Pivots are the ends of the axles (called "arbors" in the clock world) that spin in small holes drilled in the clock plates as the clock runs. These, along with the holes themselves, can become worn. The pivots must have a mirror-like polished surface in order to minimize friction within the train of gears.
The pivot shown here is one of those textbook examples of extreme wear. My mentor, Bob Frishman of Bell-Time Clocks, explains:
"This usually is a result of folks continuing to oil, and not clean, an old clock. The new oil just frees up the abrasive dirt and let's it keep grinding away the steel."
Indeed, he is right. This particular example had a few other factors which caused this wear, and I hope to post about them soon. For now, let's just say that creative home repairs aren't usually a good idea. Also, please don't add oil to a dirty clock! You will be doing more harm than good.

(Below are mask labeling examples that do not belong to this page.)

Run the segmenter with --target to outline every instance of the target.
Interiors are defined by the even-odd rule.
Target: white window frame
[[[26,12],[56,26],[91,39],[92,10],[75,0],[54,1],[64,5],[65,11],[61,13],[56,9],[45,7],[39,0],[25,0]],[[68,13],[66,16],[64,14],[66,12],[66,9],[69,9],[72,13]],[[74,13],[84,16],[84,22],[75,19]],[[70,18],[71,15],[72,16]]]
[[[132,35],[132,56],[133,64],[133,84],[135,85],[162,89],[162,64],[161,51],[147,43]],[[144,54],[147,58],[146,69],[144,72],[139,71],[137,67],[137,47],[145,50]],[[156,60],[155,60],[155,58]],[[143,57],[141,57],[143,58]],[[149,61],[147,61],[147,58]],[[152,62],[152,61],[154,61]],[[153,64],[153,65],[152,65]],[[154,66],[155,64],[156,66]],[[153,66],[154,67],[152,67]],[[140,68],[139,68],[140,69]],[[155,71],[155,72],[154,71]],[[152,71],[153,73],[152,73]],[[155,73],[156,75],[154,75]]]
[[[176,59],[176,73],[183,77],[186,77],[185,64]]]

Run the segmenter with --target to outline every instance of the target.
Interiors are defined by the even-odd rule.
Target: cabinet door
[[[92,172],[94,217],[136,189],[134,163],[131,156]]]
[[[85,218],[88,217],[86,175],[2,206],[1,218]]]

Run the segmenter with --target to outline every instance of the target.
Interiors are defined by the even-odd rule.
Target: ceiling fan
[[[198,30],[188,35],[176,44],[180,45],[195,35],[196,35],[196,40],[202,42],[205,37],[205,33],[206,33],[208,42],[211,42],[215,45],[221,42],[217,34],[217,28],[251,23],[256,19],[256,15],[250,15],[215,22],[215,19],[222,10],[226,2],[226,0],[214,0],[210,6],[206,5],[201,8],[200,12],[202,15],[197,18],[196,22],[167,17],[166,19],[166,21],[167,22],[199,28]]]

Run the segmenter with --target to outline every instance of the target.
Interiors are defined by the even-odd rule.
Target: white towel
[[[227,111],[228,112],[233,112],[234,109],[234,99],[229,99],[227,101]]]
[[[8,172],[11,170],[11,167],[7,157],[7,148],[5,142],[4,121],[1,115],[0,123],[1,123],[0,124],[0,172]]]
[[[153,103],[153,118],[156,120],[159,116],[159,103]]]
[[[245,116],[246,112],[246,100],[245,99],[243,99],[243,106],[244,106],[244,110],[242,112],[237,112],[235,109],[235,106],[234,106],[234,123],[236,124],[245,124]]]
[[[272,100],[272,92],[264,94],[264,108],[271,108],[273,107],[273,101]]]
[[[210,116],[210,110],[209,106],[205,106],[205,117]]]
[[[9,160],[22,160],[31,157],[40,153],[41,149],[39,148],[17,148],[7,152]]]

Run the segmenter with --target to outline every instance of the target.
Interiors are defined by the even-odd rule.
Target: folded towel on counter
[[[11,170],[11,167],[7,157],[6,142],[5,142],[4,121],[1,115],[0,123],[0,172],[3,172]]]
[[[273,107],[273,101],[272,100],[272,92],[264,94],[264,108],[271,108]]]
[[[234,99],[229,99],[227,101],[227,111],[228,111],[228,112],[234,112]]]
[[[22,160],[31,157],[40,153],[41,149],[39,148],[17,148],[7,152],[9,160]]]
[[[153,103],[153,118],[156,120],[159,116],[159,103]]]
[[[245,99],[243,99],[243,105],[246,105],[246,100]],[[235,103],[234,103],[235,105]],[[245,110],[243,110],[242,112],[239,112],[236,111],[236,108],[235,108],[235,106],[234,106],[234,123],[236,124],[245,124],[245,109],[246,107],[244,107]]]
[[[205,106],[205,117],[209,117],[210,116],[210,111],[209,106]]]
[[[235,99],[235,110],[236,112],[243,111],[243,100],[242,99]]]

A slightly worn pivot can be put into the watchmaker's lathe, then filed, stoned, and burnished back to a reflective surface. Not this one. I will have to "repivot" this one. This means I will have to carefully cut the remaining pivot off, then drill a hole into the arbor, and fit a new piece of pivot wire into the end. For more on the process, you can read books such as The Clock Repairer's Handbook by Laurie Penman, Practical Clock Repairing by Donald DeCarle, and Clock Repair Skills by Steven Conover.
The owner of this clock will never hear about all this, but they will be getting their money's worth. Though tricky and time consuming, this is the kind of repair that is covered in the price of the overhaul that I am performing.